I understand the premise of something being worth what someone else is will to pay. I understand that sellers want as much as they can get and buyers want to pay as little as possible. And lastly, I understand that a "good" deal is one where both parties do not exactly jump up and down after shaking hands.

All that being said, I am an engineer by education and profession and have a difficult time being happy (or unhappy lol) unless the deal makes fiscal sense for me. I am sure, as well, most sellers feel the same.

I have done the typical on-line research and concluded the following as a very general rule of thumb. Buyers should have paid roughly 21% off of MSRP. After two years, the trailer depreciates about another 20% or about 10% per year.
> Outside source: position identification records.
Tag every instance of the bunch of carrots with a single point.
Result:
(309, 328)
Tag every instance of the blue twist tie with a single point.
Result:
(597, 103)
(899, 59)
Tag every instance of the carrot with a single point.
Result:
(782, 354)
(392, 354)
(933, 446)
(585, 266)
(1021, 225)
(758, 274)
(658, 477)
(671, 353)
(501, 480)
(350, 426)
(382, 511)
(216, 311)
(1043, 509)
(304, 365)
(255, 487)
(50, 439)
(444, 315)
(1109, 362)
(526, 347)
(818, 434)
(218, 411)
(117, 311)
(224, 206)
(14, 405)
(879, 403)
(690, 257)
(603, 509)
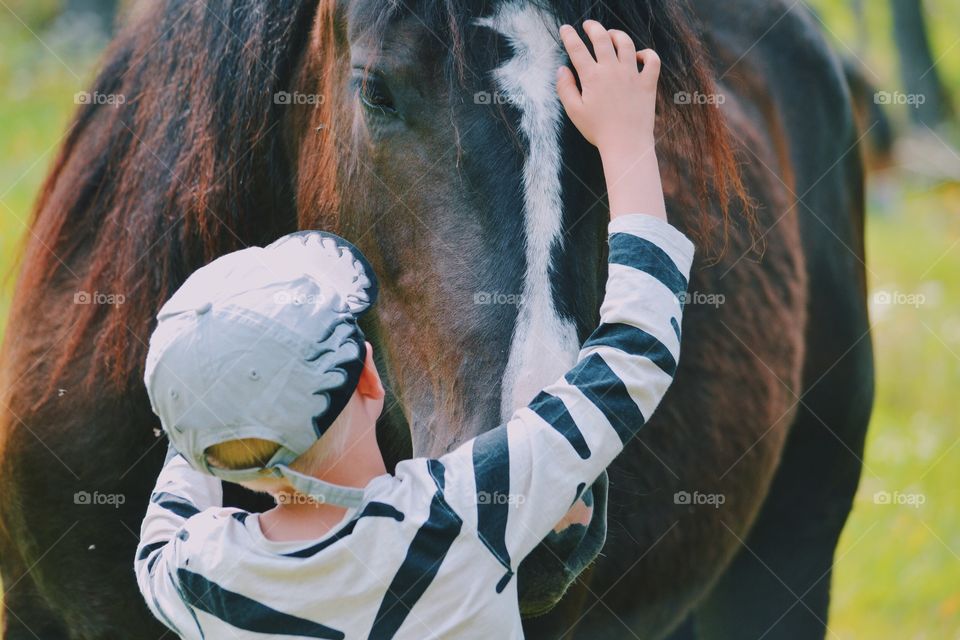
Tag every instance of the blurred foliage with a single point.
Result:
(871, 42)
(898, 566)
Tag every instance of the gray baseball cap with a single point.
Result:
(263, 343)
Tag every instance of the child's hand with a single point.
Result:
(615, 111)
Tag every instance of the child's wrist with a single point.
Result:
(627, 148)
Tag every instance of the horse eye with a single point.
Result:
(374, 94)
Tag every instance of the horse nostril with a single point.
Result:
(580, 513)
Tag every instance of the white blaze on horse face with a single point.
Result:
(544, 345)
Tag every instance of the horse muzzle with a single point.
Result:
(545, 575)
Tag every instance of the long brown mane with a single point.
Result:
(192, 165)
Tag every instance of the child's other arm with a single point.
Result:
(180, 493)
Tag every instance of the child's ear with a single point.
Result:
(369, 384)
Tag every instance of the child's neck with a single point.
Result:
(300, 517)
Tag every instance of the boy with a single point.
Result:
(261, 376)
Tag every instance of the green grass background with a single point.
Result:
(898, 567)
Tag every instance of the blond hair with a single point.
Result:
(247, 453)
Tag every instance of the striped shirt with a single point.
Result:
(432, 550)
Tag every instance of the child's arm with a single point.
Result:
(615, 112)
(180, 493)
(516, 482)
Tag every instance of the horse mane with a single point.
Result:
(190, 166)
(694, 140)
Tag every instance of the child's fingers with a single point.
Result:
(651, 64)
(626, 50)
(576, 49)
(567, 90)
(602, 45)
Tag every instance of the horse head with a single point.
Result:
(431, 135)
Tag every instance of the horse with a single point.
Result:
(429, 134)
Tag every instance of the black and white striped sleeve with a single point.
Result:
(180, 493)
(527, 473)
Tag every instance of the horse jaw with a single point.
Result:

Thus a three year old unit would be about 40% less than MSRP. After the three years the depreciation flattens or levels out to about 5% per year for another 7 years.

I know supply and demand and size desirability kick in but to those AS experts "in the know", does this sound "about" right"?


Another engineer here. Airstreams, Casitas and other limited production but popular RV's don't seem to lend themselves to used car formulas. When I sold a Casita which we had enjoyed for one year, I studied the market, priced it fairly, and sold it within a week to a couple who drove from CA to CO with a check for my asking price. It was exactly what I had paid for it. Both parties were happy, a good outcome.